Understanding Data Fabric

Srinivasan Sundararajan

In the recently announced Technology Trends in Data Management, Gartner has introduced the concept of “Data Fabric”. Here is the link to the document, Top Trends in Data and Analytics for 2021: Data Fabric Is the Foundation (gartner.com).

As per Gartner, the data fabric approach can enhance traditional data management patterns and replace them with a more responsive approach. As it is key for the enterprise data management strategy, let us understand more about the details of data fabric in this article.

What is Data Fabric?

Today’s enterprise data stores and data volumes are growing rapidly. Data fabric aims to simplify the management of enterprise data sources and the ability to extract insights from them. A data fabric has the following attributes:

  • Connects to multiple data sources
  • Provides data discovery of data sources
  • Stores meta data and data catalog information about the data sources
  • Data ingestion capabilities including data transformation
  • Data lake and data storage option
  • Ability to store multi-modal data, both structured and unstructured
  • Ability to integrate data across clouds
  • Inbuilt graph engine to link data for providing complex relationships
  • Data virtualization to integrate with data that need not be physically moved
  • Data governance and data quality management
  • Inbuilt AI/ML engine for providing machine learning capabilities
  • Ability to share the data both within enterprises and across enterprises
  • Easy to configure work-flows without much coding (Low Code environment)
  • Support for comprehensive use cases like Customer 360, Patient 360 and more

As evident, Data Fabric aims to provide a super subset of all the desired data management capabilities under a single unified platform, making it an obvious choice for future of data management in enterprises.

Data Virtualization

While most of the above capabilities are part of existing data management platforms for the enterprise, one important capability that is part of data fabric platform is the data virtualization.

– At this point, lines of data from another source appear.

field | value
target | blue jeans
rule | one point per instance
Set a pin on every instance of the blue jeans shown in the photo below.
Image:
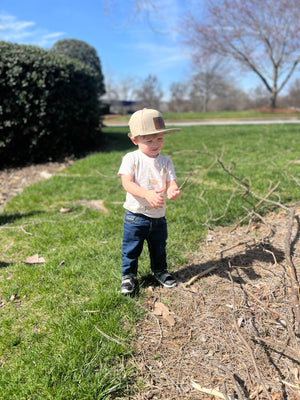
(137, 229)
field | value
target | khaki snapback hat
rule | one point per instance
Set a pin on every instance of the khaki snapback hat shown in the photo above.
(147, 122)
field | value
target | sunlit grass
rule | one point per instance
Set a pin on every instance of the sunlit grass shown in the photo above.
(50, 312)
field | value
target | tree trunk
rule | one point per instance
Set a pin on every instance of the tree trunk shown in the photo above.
(273, 99)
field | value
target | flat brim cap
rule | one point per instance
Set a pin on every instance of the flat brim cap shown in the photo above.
(148, 122)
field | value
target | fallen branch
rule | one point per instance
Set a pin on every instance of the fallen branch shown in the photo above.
(109, 337)
(243, 340)
(203, 273)
(212, 392)
(295, 288)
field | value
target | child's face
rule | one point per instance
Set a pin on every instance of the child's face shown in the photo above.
(150, 144)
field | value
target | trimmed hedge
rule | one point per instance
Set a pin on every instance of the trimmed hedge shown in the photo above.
(49, 105)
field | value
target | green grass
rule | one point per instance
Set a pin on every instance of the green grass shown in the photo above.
(49, 345)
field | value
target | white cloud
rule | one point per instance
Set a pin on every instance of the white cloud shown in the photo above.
(25, 32)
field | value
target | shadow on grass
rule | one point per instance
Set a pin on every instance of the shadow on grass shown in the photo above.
(244, 261)
(10, 218)
(4, 264)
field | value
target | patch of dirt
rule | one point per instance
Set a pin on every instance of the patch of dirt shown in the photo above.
(14, 180)
(228, 330)
(233, 329)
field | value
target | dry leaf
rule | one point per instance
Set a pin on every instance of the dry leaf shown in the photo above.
(161, 309)
(35, 259)
(64, 210)
(95, 204)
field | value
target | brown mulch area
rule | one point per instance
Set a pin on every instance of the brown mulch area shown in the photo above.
(231, 329)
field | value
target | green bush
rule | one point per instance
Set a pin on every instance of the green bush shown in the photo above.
(49, 105)
(83, 52)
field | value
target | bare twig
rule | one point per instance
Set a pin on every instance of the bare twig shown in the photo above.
(295, 288)
(212, 392)
(244, 341)
(109, 337)
(203, 273)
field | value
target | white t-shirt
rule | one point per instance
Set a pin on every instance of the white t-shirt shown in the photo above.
(149, 173)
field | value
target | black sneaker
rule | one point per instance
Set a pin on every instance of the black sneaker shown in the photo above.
(127, 285)
(165, 279)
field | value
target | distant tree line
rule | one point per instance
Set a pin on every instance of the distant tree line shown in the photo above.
(205, 90)
(260, 37)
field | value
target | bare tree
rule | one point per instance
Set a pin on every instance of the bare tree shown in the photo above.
(149, 94)
(178, 97)
(207, 80)
(263, 36)
(293, 96)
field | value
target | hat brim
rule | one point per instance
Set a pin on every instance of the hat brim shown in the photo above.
(156, 132)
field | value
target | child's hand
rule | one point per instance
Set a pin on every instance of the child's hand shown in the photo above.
(155, 199)
(173, 194)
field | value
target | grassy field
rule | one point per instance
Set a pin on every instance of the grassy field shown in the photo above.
(66, 332)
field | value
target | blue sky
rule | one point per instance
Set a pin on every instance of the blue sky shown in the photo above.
(127, 45)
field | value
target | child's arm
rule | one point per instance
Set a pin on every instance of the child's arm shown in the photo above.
(152, 196)
(172, 190)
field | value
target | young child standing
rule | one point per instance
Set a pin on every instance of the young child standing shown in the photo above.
(149, 179)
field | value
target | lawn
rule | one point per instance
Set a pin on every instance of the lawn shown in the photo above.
(66, 332)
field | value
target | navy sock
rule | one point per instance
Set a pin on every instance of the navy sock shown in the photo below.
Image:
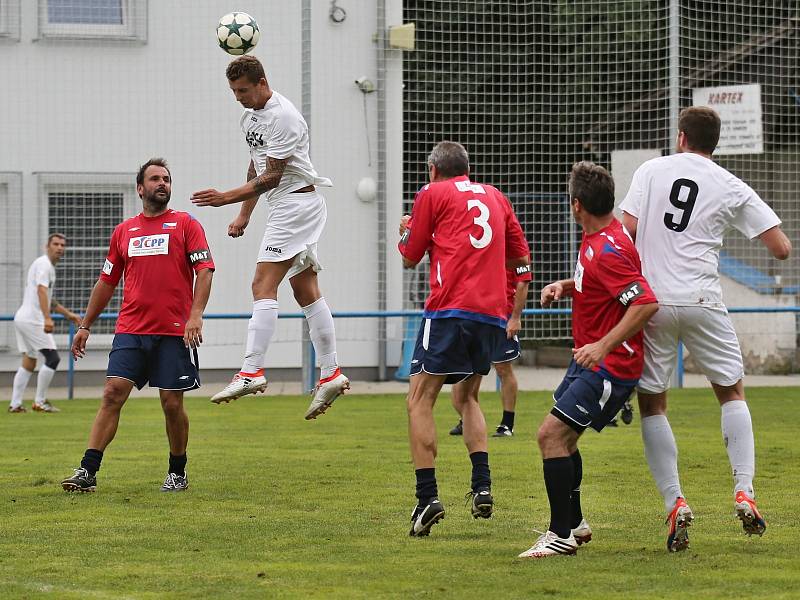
(177, 464)
(426, 485)
(558, 477)
(91, 460)
(575, 495)
(481, 477)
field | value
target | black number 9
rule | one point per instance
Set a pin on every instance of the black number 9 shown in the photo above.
(685, 205)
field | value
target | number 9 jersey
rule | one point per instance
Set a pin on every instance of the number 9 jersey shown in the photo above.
(684, 203)
(469, 230)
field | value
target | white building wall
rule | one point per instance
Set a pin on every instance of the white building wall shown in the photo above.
(101, 107)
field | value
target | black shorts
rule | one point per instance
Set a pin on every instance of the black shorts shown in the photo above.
(586, 399)
(162, 360)
(457, 348)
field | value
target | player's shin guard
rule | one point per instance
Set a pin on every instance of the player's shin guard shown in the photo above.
(259, 333)
(737, 433)
(43, 381)
(323, 335)
(21, 379)
(662, 457)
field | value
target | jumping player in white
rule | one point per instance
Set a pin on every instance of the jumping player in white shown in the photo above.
(678, 209)
(280, 167)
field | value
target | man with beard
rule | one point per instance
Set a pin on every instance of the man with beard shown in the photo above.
(160, 252)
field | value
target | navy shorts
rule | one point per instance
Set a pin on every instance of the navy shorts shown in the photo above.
(163, 360)
(457, 348)
(509, 350)
(586, 399)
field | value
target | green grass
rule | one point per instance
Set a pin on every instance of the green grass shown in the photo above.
(283, 508)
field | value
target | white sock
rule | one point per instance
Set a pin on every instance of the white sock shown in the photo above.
(43, 383)
(259, 332)
(21, 379)
(323, 335)
(662, 457)
(737, 433)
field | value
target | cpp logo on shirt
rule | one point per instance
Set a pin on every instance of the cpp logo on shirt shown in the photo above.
(148, 245)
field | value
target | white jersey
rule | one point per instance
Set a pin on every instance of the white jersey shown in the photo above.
(279, 131)
(685, 203)
(41, 272)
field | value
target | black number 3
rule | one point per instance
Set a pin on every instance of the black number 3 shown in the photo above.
(685, 205)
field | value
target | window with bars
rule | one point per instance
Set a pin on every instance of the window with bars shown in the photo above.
(9, 19)
(11, 261)
(85, 208)
(111, 19)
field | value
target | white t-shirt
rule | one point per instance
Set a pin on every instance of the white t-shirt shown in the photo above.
(41, 272)
(280, 131)
(685, 203)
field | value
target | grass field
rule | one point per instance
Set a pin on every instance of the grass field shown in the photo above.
(279, 507)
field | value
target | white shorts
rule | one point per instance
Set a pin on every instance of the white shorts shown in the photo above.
(31, 338)
(294, 226)
(709, 336)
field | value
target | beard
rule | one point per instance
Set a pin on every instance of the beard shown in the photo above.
(158, 198)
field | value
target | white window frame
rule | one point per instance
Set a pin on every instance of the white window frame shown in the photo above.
(115, 183)
(133, 27)
(9, 20)
(11, 297)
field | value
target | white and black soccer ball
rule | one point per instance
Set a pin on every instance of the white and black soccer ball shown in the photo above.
(237, 33)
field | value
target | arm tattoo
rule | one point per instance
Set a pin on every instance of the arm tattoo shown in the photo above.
(272, 177)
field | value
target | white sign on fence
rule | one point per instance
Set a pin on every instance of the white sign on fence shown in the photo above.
(739, 107)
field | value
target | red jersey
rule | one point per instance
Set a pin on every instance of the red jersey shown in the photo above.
(513, 277)
(158, 257)
(469, 230)
(608, 279)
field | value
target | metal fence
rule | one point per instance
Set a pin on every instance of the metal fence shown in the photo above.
(309, 357)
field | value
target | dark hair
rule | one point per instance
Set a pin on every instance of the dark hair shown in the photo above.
(701, 126)
(153, 162)
(245, 66)
(593, 186)
(450, 159)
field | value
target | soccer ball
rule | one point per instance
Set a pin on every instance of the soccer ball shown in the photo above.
(237, 33)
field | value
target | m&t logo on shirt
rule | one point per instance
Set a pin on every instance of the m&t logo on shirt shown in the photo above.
(148, 245)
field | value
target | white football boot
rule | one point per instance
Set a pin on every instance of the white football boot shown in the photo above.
(549, 544)
(325, 392)
(241, 385)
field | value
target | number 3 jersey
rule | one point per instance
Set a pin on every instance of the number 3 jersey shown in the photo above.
(158, 256)
(469, 230)
(684, 204)
(608, 279)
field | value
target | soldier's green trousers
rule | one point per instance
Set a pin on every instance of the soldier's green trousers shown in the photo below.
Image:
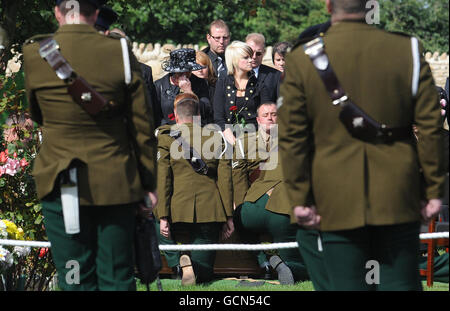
(382, 258)
(255, 219)
(100, 257)
(193, 233)
(441, 268)
(309, 245)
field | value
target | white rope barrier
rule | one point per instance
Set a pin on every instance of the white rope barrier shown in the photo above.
(222, 247)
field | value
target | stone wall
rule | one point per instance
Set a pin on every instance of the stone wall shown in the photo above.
(154, 55)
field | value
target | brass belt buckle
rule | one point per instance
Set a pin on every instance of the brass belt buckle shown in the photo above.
(49, 48)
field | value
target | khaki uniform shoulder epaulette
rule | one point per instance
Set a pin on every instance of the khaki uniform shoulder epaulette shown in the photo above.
(300, 42)
(163, 129)
(400, 33)
(38, 38)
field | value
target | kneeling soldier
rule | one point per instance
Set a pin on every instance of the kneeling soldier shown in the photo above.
(195, 190)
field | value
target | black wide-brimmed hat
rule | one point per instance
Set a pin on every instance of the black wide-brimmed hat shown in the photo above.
(96, 3)
(181, 60)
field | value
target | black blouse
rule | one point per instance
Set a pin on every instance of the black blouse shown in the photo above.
(225, 97)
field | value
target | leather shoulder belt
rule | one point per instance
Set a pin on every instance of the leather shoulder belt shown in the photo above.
(356, 121)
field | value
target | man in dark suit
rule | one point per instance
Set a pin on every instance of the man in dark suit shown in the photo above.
(218, 39)
(107, 17)
(268, 77)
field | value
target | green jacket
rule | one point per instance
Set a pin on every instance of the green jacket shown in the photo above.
(103, 143)
(356, 183)
(183, 194)
(278, 201)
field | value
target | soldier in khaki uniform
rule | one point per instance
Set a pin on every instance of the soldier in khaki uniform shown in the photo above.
(114, 151)
(195, 206)
(366, 193)
(265, 207)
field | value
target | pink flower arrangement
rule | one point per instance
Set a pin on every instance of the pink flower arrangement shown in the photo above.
(11, 166)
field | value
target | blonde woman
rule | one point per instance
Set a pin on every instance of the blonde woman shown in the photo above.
(237, 96)
(208, 74)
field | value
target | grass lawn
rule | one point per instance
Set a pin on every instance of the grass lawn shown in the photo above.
(236, 285)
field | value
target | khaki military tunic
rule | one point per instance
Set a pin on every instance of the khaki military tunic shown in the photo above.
(185, 195)
(103, 143)
(356, 183)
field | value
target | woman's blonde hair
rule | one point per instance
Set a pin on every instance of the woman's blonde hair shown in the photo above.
(203, 59)
(234, 52)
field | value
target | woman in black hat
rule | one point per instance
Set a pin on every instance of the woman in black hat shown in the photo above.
(179, 80)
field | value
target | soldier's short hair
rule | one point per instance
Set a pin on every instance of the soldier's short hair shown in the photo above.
(86, 7)
(218, 23)
(235, 51)
(281, 48)
(348, 6)
(186, 105)
(258, 38)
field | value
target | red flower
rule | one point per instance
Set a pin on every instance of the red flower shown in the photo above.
(3, 157)
(43, 252)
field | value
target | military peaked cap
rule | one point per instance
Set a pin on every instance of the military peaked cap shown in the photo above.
(96, 3)
(106, 17)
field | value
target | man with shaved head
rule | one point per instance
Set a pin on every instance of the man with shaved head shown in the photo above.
(348, 103)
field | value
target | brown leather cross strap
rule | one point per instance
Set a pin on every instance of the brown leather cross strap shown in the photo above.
(356, 121)
(78, 88)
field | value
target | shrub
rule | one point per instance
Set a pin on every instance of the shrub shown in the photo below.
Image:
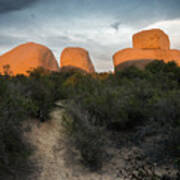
(87, 138)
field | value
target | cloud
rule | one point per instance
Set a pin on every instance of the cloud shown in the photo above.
(172, 28)
(13, 5)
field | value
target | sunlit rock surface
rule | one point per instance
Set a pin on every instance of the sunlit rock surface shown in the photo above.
(27, 57)
(151, 39)
(76, 58)
(153, 47)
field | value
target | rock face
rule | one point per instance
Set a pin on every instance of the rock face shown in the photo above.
(76, 58)
(151, 39)
(27, 57)
(147, 46)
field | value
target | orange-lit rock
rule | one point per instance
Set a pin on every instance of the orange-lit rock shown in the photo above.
(147, 46)
(132, 54)
(151, 39)
(140, 64)
(27, 57)
(76, 58)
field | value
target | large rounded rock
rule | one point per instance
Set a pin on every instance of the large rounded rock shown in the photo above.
(76, 58)
(151, 39)
(141, 57)
(26, 57)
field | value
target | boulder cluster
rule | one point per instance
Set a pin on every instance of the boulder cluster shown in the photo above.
(148, 45)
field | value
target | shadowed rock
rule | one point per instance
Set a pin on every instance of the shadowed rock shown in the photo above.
(76, 58)
(151, 39)
(26, 57)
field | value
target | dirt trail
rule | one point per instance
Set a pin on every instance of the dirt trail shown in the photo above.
(51, 153)
(58, 161)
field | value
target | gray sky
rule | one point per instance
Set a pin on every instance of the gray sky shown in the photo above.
(100, 26)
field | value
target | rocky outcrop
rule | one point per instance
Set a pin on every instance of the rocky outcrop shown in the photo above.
(77, 59)
(147, 46)
(151, 39)
(27, 57)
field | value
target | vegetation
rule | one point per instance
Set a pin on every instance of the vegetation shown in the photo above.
(143, 102)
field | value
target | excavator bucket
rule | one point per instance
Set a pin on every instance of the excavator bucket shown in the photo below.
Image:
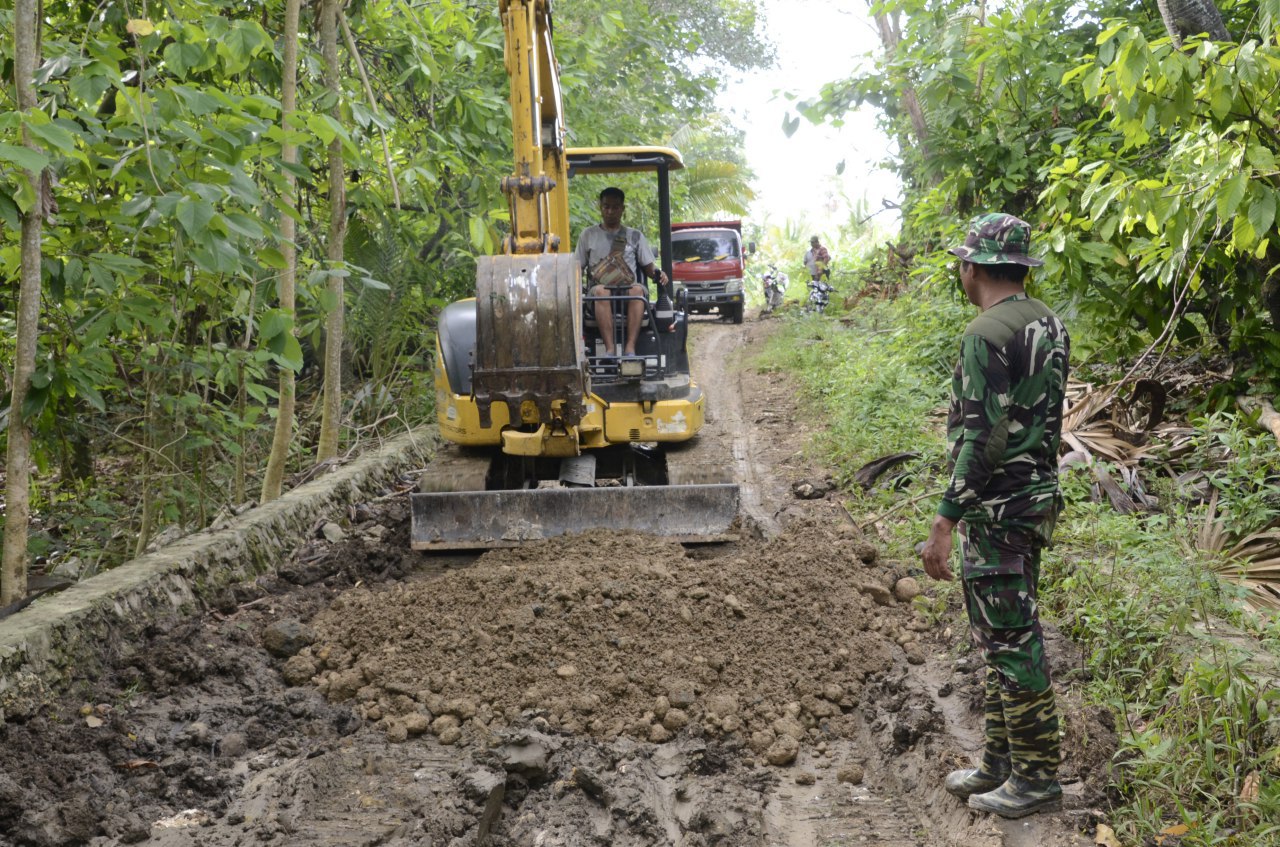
(481, 520)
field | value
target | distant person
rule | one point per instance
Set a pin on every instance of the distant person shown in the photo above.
(1005, 425)
(609, 255)
(817, 259)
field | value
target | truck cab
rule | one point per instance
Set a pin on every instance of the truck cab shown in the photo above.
(708, 264)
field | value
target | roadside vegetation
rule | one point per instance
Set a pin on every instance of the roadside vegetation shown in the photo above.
(1170, 645)
(232, 204)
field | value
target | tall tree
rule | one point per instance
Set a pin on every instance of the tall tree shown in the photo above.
(13, 576)
(330, 420)
(283, 434)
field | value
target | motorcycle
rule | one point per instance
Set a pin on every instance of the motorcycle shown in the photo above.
(775, 285)
(819, 294)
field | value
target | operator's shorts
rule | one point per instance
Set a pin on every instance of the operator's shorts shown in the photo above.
(1000, 573)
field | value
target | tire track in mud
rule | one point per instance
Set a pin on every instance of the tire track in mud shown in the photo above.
(205, 733)
(812, 806)
(720, 355)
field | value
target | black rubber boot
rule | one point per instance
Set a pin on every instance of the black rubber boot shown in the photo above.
(995, 768)
(1031, 719)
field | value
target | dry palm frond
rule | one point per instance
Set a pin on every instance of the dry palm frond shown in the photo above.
(1252, 563)
(1255, 566)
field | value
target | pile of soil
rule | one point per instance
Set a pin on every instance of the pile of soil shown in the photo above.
(609, 690)
(625, 633)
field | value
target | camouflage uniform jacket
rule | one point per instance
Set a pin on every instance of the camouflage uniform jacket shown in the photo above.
(1005, 420)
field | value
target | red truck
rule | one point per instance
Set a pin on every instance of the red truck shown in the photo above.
(708, 262)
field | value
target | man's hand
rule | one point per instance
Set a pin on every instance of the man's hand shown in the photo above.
(937, 549)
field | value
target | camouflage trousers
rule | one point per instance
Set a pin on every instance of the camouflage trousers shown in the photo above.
(1020, 723)
(1000, 572)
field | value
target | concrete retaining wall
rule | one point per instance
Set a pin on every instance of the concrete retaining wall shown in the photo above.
(62, 639)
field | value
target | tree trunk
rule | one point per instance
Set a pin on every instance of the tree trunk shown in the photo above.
(330, 417)
(1185, 18)
(13, 569)
(274, 477)
(890, 37)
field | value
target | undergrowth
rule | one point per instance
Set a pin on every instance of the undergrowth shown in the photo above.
(1197, 710)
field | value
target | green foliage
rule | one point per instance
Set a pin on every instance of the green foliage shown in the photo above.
(1148, 170)
(161, 338)
(874, 378)
(1196, 719)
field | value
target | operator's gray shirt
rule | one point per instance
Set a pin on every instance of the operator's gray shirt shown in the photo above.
(595, 243)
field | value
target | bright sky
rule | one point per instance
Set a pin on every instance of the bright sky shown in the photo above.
(817, 41)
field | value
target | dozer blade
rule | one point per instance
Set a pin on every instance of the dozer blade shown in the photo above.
(480, 520)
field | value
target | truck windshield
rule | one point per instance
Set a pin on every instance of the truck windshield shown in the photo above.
(703, 247)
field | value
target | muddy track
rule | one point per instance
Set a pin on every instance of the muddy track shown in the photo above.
(615, 690)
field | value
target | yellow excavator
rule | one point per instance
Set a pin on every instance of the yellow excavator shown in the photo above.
(547, 434)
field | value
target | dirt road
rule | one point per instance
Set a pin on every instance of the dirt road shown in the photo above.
(624, 690)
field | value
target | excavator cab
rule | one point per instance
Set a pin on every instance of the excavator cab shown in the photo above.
(662, 346)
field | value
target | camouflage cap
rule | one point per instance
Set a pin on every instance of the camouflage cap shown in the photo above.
(997, 238)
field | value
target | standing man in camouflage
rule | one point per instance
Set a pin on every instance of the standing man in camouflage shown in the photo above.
(1004, 427)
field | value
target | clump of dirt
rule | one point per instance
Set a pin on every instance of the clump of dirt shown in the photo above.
(624, 635)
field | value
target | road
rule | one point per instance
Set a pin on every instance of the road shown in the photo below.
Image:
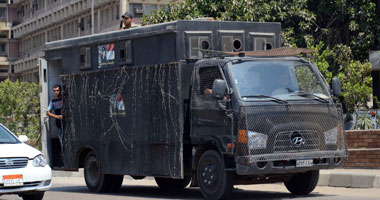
(74, 188)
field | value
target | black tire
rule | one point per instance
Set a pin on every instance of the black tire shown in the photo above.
(33, 196)
(303, 183)
(213, 180)
(97, 181)
(172, 185)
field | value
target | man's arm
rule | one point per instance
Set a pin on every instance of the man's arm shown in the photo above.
(48, 113)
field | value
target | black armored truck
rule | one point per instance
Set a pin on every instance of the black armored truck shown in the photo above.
(208, 102)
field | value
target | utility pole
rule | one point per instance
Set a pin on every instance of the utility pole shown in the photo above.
(92, 17)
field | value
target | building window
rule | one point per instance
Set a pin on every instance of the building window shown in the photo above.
(149, 8)
(2, 48)
(136, 9)
(85, 58)
(125, 50)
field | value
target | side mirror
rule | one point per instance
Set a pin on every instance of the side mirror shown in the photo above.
(335, 82)
(219, 89)
(23, 138)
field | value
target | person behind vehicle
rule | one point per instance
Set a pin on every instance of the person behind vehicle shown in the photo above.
(126, 21)
(56, 105)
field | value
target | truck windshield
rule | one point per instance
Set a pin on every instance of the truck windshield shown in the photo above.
(6, 137)
(282, 79)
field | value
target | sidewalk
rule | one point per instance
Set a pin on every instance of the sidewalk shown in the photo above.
(349, 178)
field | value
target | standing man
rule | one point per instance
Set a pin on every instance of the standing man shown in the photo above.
(126, 21)
(56, 104)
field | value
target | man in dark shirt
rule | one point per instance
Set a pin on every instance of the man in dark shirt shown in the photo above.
(56, 105)
(126, 21)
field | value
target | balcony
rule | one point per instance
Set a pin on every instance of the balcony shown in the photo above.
(4, 60)
(5, 26)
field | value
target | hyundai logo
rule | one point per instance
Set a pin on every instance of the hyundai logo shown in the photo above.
(8, 162)
(297, 139)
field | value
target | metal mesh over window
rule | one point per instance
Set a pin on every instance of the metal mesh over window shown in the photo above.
(286, 132)
(207, 76)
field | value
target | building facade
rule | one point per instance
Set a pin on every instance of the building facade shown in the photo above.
(6, 42)
(35, 22)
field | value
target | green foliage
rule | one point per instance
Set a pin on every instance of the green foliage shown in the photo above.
(355, 76)
(19, 109)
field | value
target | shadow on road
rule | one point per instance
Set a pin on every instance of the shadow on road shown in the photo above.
(151, 192)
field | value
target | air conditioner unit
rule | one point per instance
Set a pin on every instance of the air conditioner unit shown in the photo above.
(139, 11)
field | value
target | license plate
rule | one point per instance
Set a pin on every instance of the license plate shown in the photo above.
(304, 163)
(13, 180)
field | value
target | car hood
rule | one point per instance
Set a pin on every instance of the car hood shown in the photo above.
(18, 150)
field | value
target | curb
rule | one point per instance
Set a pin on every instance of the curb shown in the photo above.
(349, 180)
(326, 178)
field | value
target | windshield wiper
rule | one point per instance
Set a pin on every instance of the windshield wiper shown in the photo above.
(305, 94)
(7, 143)
(265, 96)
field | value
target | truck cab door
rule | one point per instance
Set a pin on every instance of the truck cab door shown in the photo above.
(208, 119)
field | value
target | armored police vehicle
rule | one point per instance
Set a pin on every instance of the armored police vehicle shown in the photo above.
(208, 102)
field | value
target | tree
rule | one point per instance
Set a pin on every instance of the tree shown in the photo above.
(19, 109)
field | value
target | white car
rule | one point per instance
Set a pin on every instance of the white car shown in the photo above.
(23, 169)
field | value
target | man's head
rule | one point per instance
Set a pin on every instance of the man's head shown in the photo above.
(127, 19)
(57, 90)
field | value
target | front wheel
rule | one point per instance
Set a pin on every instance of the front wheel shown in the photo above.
(33, 196)
(97, 181)
(213, 180)
(303, 183)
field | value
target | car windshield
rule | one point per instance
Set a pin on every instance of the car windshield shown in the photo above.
(283, 79)
(6, 137)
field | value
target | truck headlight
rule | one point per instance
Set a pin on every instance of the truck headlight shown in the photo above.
(257, 140)
(331, 136)
(39, 161)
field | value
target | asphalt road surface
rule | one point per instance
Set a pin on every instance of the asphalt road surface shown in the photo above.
(74, 188)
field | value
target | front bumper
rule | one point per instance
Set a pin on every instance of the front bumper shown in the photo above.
(34, 179)
(286, 166)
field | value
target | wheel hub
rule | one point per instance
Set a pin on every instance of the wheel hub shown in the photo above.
(209, 175)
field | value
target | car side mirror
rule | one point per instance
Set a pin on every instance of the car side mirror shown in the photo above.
(219, 89)
(336, 87)
(23, 138)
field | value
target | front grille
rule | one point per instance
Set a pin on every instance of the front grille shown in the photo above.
(286, 132)
(283, 142)
(13, 163)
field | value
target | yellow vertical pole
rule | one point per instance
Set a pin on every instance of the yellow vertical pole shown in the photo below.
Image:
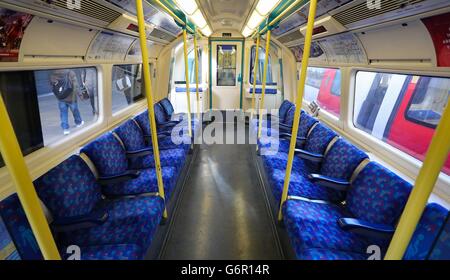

Data virtualization creates a data abstraction layer by connecting, gathering, and transforming data silos to support real-time and near real-time insights. It gives you direct access to transactional and operational systems in real-time whether on-premise or cloud.

The following is one of the basic implementations of data virtualizations whereby an external data source is queried natively without actually moving the data.  In the below example, a Hadoop HDFS  data source is  queried from a data fabric platform such that the external data can be integrated  with other data.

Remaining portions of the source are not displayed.